We talked a bit about America and sang an American song, "Take Me Out to the Ballgame," as recommended by our former interim dean, Max. They asked us to sing the National Anthem, which we attempted, assuring them it's a difficult song and none of us was a great singer. The students responded with their own Anthem, which sounded very beautiful. I believe it was in Hindi, a language none of them spoke.
I was called away at one point to talk to a video camera about what we were doing there. There was a lot of press all day, as there as been at every SAS service visit. SAS has been all over the local and national papers since we arrived. I was happy to return to the classroom in time to see the students dance for us. We also got some recommendations for what music to buy (the stuff kids like, not grownup stuff) and discussed what they would want to see in America -- New York and the Statue of Liberty ... I actually got a little choked up talking about the message the Statue sends to immigrants.
From there, we saw the rather meager library, full of fairly worn books. We were then taken to a classroom with much younger children for some photos. Then I went, alone, to a group of seven-year-olds where I was a little more at sea. I sang "Take Me Out to the Ball Game" again and told them my family's Halloween story, after explaining what Halloween is. I'm not sure if the children understood much. I kept pausing to allow the teacher to translate, but she didn't until the end of the story, which she retold quickly in what might best be called Tamglish.
Amanda, meanwhile was leading children in "Head, Shoulders, Knees and Toes," a brilliant idea to get them all involved.
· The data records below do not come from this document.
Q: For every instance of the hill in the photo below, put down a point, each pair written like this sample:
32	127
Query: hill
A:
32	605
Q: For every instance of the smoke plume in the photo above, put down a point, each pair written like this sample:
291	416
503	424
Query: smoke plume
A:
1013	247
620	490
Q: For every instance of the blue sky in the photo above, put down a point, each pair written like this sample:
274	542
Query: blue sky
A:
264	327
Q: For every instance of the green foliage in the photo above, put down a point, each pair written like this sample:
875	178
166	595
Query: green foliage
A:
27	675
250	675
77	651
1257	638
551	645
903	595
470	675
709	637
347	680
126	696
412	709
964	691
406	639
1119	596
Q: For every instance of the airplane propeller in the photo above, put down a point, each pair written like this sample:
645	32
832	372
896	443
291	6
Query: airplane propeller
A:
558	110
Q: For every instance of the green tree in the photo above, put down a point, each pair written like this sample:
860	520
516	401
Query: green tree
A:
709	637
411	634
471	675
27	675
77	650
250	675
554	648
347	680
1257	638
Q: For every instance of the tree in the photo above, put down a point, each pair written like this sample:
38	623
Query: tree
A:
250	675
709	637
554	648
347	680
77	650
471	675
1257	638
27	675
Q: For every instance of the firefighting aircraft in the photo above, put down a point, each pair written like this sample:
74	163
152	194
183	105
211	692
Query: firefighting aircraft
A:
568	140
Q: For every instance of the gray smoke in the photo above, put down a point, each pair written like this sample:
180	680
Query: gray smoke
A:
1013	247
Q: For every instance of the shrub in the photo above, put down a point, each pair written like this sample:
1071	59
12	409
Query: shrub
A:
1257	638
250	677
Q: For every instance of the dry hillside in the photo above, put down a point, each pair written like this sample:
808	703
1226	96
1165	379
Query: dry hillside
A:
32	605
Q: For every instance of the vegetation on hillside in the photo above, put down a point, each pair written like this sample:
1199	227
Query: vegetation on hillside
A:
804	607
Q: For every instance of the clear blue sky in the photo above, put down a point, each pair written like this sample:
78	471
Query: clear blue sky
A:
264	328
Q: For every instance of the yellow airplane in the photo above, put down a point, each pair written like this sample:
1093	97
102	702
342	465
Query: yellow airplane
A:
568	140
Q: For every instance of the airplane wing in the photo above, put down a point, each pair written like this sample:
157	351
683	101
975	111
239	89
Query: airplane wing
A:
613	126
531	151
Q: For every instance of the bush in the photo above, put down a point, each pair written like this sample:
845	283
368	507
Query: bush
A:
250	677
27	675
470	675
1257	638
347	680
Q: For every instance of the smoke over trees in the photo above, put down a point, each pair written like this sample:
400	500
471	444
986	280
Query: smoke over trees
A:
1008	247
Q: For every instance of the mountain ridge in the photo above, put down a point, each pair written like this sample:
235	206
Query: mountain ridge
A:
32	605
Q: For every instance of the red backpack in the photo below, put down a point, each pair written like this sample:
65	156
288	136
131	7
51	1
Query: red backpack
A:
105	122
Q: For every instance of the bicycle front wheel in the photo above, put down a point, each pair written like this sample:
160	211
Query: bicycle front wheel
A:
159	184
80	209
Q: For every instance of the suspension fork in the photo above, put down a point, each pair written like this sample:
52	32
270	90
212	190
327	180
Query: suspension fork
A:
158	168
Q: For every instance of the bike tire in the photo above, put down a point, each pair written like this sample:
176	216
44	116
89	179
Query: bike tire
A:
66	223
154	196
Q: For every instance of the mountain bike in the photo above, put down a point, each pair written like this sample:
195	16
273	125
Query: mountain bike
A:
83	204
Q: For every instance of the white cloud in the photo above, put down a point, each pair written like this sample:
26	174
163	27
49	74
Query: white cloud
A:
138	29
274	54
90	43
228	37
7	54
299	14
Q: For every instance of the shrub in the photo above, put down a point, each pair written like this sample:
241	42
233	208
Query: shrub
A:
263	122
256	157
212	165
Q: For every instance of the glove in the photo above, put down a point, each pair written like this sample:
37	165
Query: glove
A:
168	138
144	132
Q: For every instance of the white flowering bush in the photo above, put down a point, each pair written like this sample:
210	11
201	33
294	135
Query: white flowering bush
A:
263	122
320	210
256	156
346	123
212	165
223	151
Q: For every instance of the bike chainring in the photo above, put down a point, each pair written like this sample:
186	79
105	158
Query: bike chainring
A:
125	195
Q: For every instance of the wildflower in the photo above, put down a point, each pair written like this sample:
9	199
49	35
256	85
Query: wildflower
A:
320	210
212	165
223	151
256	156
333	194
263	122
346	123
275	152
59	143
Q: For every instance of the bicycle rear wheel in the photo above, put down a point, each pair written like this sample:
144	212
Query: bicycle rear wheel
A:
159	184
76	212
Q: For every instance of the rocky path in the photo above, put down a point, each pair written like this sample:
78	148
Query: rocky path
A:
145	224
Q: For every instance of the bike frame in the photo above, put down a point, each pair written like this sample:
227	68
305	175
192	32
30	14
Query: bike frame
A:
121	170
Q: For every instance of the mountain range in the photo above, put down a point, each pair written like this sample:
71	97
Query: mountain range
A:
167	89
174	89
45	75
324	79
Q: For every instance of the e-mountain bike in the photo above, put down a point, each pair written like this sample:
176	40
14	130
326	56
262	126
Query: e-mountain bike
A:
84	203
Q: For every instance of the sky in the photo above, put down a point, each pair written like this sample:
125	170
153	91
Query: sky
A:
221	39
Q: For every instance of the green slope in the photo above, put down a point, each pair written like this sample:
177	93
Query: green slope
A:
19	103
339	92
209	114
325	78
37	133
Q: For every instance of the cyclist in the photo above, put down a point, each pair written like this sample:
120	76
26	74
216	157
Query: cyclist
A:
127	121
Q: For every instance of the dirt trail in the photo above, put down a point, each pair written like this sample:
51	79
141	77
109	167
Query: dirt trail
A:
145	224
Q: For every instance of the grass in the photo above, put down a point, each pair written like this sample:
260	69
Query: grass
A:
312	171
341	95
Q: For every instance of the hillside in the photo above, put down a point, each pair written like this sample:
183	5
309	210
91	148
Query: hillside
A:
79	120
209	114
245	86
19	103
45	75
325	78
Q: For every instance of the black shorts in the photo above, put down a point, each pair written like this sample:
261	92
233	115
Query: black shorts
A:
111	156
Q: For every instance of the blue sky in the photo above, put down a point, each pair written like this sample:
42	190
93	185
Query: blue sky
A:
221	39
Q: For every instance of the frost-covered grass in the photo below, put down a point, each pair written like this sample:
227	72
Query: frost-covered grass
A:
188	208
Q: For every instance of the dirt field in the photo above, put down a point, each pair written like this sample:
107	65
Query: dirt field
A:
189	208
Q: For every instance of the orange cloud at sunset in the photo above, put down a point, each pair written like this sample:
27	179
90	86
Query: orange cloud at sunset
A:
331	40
We were then herded into a room (removing our shoes first, something we had forgotten to do earlier) where we were given coconuts with straws and bananas (I managed to eat most of mine, to be polite, but I really don't care for banana). Then a group of girls came in to do some traditional dancing, which was great. This was followed by younger kids in AMAZING costumes -- horses, peacocks, Krishna, and others. These were not short dances, either. No, long, well choreographed, painstakingly rehearsed dances, prepared for our benefit. A rain dance performed by the older girls followed, again wonderful.
I have experience hospitality and southern hospitality. But nothing compares to South Indian hospitality. I felt so honored to be receiving this treatment that I wished I could speak Tamul to thank our hosts properly.
Some introductions and speeches followed. We were all asked to speak briefly and then answer some questions. We posed for more photos and then, sadly, had to leave. I gave them the donation and made it clear it was from the whole group and SAS (as trip leader, I actually didn't pay anything). Nevertheless, the receipt said "Mr. Smith" ... oh well.
On our way out, we signed some autographs, for lack of a better word, for the kids. The notebooks they were using seemed old and remaindered. I know one I signed was a day planner from 1991. Cosmically enough, the page I signed on happened to be July 12th, Amanda's and my anniversary.
I was sorry to say goodbye. This had been a truly remarkable experience. I've never encountered people more friendly and welcoming in my life. India has many problems, of course, but today I feel like I got a glimpse into the hearts of the people and the hope that dwells there. I'm very pleased to say that that is what I will take with me from this place.
Well, that and about a zillion sarees.